CS 476A, Stanford University

Reading Response: Funny is Often Better Than Serious

This week’s reading focused on how interface design shapes the user’s interaction and therefore their experience. There were so many awesome examples of instruments designed with the human form in mind that go beyond the traditional engineering approach of interface design (a linear path through input, signal conditioning, logic, and output). The way the laptop orchestra performs with mapping of outputs like pitch and volume to physical actions really does seem to create an embodied interface, and subsequently a cohesive performance. It was really interesting to think about an instrument’s mental model of its user, which body parts take priority and which senses are included as input. I was reminded of Don Norman’s The Design of Everyday Things, a classic HCI book on how objects inspire satisfaction or frustration depending on how intuitive it is for users to operate them. The ideas in the book align closely with the concept of embodiment and making sure that the designer’s mental model of their instrument takes into account different users’ mental models. However, in the digital space of demutualization, it’s so much more difficult to create these intuitive mappings of function and form that can yield the same level of feedback and satisfaction that physical objects can. On the other hand, as we can see from the examples in the reading, this also creates so much more space for the potential to delight through defamiliarization and playful design.

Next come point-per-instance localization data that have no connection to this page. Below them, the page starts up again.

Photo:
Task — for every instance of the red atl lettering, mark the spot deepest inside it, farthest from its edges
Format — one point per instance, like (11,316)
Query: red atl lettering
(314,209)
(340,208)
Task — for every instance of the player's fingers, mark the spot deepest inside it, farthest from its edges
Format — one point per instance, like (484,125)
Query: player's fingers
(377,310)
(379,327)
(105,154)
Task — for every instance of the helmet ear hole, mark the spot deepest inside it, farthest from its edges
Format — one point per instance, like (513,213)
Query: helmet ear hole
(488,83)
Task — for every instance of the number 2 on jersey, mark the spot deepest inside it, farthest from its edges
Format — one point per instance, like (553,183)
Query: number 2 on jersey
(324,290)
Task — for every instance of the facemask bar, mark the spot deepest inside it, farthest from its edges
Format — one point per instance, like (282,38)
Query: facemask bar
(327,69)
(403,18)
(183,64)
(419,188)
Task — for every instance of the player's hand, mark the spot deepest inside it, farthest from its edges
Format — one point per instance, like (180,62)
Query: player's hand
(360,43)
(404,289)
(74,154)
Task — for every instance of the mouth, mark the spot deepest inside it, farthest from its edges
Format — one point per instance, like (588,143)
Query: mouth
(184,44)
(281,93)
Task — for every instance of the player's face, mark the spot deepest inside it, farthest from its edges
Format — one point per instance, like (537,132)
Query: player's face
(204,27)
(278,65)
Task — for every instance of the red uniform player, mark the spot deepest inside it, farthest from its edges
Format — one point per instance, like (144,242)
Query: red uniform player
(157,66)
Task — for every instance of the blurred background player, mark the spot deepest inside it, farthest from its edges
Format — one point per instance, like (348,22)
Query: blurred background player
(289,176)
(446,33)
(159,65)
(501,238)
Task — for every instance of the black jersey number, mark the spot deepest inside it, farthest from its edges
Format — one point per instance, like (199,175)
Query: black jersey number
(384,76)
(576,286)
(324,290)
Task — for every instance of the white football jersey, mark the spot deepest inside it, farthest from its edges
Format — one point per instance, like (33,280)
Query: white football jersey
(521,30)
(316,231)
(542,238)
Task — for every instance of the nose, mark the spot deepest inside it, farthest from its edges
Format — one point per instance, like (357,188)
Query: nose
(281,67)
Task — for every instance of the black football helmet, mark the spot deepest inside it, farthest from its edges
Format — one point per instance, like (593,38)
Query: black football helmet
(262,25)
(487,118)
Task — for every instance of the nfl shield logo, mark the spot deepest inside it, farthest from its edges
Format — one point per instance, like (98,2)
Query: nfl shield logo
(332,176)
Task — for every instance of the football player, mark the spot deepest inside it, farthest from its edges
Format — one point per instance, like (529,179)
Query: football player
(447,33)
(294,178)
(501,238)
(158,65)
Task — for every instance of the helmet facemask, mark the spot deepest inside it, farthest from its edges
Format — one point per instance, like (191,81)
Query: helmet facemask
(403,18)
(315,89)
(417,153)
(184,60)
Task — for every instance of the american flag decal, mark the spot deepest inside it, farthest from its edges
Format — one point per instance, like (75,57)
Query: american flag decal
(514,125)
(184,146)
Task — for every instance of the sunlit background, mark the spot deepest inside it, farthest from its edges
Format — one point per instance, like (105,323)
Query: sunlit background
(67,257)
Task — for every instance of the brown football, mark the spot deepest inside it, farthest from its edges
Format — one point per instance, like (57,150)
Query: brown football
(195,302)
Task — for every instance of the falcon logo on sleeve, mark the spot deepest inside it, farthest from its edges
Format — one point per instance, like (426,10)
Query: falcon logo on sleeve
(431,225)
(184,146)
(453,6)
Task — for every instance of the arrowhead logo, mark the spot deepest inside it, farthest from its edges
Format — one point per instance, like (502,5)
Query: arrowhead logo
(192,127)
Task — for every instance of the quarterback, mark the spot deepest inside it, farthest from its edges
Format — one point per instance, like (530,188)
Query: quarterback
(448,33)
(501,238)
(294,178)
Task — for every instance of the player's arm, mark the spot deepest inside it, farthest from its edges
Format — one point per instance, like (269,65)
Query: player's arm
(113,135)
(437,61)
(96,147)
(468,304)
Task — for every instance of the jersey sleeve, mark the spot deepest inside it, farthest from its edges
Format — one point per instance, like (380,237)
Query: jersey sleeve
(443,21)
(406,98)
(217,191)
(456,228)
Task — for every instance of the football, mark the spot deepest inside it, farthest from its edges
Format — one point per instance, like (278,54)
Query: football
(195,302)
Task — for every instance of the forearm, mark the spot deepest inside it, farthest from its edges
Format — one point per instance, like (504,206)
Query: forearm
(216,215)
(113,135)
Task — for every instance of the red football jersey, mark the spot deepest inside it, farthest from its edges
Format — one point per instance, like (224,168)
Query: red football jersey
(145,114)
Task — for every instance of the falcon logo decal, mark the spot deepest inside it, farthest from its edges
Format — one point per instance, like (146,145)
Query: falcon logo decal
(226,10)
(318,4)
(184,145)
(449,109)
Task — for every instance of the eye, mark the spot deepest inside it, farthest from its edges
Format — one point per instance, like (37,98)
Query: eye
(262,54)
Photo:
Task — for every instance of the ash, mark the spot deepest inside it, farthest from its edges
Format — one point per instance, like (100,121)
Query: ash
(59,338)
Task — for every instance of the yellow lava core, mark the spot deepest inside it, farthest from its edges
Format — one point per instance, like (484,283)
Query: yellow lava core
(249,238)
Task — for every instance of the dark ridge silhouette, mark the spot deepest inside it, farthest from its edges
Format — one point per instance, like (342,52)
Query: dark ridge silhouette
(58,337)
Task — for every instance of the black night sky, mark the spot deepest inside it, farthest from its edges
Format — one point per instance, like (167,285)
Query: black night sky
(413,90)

This brings me to the design principle that stuck out to me most this week--I.1: Funny is Often Better Than Serious. Wit and whimsicality reflects a level of intention and thought that I always appreciate in the objects that I use as well as the artists and authors that I love most. It’s nice just knowing that someone has put something out there simply for the sake of inspiring joy or wonder. I really enjoyed the interlude with Perry, which ties together the different themes that we’ve been exploring regarding ends, means, medium, and, perhaps most importantly, intention. For what and why do we design? What exactly are things that we value for their intrinsic worth? To an extent, language can only capture so much of how we feel, and we can only approximate our experience and thinking through the words that we’re afforded. Music programming and interface design is really another language that allows us to express ourselves and communicate on a level different from that of conventional communication through language. And maybe that’s why we can’t quite put it into words, because certain things are always lost in translation. But in the end, who knows what it all means!